How Is Cytomegalovirus (CMV) Diagnosed?

Cytomegalovirus (CMV) is a common virus belonging to the herpesvirus family. Once a person is infected, the virus remains dormant in the body for life. Most healthy individuals show no symptoms or experience only a mild, mononucleosis-like illness. However, CMV can cause serious complications in specific populations, including those who are immunocompromised and developing fetuses. Diagnosing CMV requires different methods depending on the patient’s immune status and age, such as whether the patient is an adult, a pregnant woman, or a newborn.

Serological Testing for CMV Antibodies

The standard diagnostic approach for non-pregnant adults and adolescents involves serological testing for antibodies in the blood. Two main types of antibodies are measured: Immunoglobulin G (IgG) and Immunoglobulin M (IgM). The presence of IgG antibodies indicates a past infection and lifelong immunity.

IgM antibodies are produced early in the infection process, suggesting a recent or active infection. However, IgM can reappear during viral reactivation. Because IgM alone cannot definitively confirm a recent primary infection, IgG Avidity testing is often performed to measure the binding strength of the IgG antibodies to the virus.

In a primary infection, the initial IgG antibodies are “low avidity” because they bind weakly. Over three to four months, these antibodies mature and become “high avidity,” binding much more strongly. Therefore, low-avidity IgG, often with a positive IgM result, strongly indicates a primary CMV infection occurred within the past few months.

Prenatal and Fetal Diagnostic Procedures

When CMV infection is suspected in a pregnant woman, diagnosis is a sequential process because a primary infection carries the highest risk of transmission to the fetus. The initial step is maternal serology, using IgG and IgM to determine the woman’s immune status and if a recent infection has occurred. A positive IgM and low-avidity IgG result suggests a primary infection within the past few months, placing the pregnancy at risk.

Once a recent maternal infection is confirmed, the definitive diagnostic procedure for fetal infection is the polymerase chain reaction (PCR) test performed on amniotic fluid collected via amniocentesis. This procedure is typically performed no earlier than 17 to 21 weeks of gestation and ideally at least six to eight weeks after the estimated time of maternal infection. PCR detects the viral DNA in the fluid, confirming the virus has crossed the placenta and infected the fetus.

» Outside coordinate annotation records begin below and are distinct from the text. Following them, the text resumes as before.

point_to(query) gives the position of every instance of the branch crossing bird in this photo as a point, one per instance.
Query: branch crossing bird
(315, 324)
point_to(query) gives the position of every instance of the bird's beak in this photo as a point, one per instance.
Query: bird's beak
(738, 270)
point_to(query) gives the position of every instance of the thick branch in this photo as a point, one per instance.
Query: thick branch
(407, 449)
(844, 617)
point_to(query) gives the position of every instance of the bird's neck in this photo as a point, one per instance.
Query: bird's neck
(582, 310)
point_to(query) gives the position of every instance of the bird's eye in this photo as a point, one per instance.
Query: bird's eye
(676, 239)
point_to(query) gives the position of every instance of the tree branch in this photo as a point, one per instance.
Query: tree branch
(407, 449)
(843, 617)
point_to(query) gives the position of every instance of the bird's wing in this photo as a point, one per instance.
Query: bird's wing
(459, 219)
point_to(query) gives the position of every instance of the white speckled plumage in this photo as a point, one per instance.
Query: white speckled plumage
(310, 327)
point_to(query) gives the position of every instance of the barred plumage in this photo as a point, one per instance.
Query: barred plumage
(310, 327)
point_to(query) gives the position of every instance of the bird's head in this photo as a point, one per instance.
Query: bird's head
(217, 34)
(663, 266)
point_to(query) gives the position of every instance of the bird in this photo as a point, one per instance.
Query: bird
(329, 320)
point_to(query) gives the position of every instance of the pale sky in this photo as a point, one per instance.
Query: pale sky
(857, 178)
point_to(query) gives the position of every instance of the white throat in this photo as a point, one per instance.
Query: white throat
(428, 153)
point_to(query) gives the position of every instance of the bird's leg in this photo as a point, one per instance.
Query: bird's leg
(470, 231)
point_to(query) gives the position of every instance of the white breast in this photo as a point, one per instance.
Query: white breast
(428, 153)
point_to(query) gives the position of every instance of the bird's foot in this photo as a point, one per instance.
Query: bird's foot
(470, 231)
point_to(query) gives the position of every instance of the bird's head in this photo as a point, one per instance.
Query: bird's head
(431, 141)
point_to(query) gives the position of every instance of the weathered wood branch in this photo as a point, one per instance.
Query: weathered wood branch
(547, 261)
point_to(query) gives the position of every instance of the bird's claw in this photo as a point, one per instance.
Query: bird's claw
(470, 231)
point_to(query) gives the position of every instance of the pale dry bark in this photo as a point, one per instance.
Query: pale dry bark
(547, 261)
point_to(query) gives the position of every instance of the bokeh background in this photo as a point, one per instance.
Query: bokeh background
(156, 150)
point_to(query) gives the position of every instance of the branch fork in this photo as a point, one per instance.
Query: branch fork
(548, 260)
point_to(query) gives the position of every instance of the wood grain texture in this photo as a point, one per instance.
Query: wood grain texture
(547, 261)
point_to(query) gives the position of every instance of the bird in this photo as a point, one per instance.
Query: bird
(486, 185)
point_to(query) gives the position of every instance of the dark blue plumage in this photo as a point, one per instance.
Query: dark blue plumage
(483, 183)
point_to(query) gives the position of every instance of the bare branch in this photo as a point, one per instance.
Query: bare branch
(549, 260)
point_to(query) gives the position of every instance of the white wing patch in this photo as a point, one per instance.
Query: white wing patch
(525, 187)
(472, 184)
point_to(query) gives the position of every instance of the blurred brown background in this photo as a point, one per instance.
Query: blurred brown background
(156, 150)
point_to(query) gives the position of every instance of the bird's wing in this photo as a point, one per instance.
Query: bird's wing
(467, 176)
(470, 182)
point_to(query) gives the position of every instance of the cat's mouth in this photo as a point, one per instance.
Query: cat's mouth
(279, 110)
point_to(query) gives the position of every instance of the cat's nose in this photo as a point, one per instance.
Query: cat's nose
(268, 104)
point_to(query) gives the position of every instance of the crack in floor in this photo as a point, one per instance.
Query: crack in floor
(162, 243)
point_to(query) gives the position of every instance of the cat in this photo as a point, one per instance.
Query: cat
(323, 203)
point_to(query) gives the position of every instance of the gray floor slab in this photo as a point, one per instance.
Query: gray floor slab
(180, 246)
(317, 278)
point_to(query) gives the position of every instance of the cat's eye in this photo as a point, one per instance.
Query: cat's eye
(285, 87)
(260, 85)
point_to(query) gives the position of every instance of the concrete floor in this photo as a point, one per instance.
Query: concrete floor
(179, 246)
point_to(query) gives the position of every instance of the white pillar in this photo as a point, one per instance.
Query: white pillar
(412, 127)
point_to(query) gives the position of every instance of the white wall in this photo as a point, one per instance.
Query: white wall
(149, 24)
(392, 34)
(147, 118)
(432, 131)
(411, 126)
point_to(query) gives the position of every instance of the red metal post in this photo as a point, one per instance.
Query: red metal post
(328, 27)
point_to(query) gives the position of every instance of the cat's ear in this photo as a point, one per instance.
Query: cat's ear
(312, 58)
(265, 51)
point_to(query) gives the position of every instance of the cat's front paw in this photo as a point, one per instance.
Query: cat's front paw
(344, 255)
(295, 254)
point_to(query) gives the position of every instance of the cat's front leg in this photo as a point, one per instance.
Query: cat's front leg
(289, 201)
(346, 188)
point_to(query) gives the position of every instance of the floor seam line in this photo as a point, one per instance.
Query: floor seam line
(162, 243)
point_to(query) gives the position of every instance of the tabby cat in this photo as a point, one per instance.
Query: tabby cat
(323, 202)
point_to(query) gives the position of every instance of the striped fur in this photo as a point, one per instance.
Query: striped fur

Fetal ultrasound plays a supportive role by looking for specific signs that may suggest fetal infection. These signs can include abnormalities in the brain, such as microcephaly or calcifications, or fetal growth restriction. The presence of such anomalies may indicate the need for amniocentesis.

Diagnosing Congenital CMV in Newborns

Confirming congenital CMV infection relies on detecting the virus in a newborn’s body fluids within a specific time frame. This is important because the virus can also be acquired during or shortly after birth (perinatal or postnatal infection) through contact with maternal secretions or breast milk. The preferred specimen types are urine and saliva, which typically contain high concentrations of the virus in congenital cases.

The sample must be collected within the first 21 days of life to definitively establish a congenital infection. If a saliva sample tests positive for CMV DNA using a molecular test like PCR, it is often confirmed with a urine sample to rule out a false positive from viral shedding in maternal breast milk. After the 21-day window, it becomes difficult to distinguish between congenital and acquired infection. Dried blood spot (DBS) analysis from the newborn screening card can sometimes be used retrospectively to confirm the diagnosis in older infants.

Understanding Active Infection: Viral Load Testing

For patients with known CMV infection, especially those who are immunocompromised, diagnosis shifts to assessing active viral replication. This is achieved through quantitative Polymerase Chain Reaction (PCR) testing, which measures the amount of CMV DNA present in the blood, known as the viral load. PCR directly confirms the presence of the virus’s genetic material, unlike serology which detects the immune response.

The viral load is usually reported in International Units per milliliter (IU/mL) and is used for monitoring disease activity and guiding treatment decisions. In high-risk patients, such as solid organ transplant recipients, regular monitoring is used to initiate preemptive antiviral therapy before disease develops. A change of more than 0.5 log IU/mL is typically required to represent a biologically meaningful change in the patient’s condition.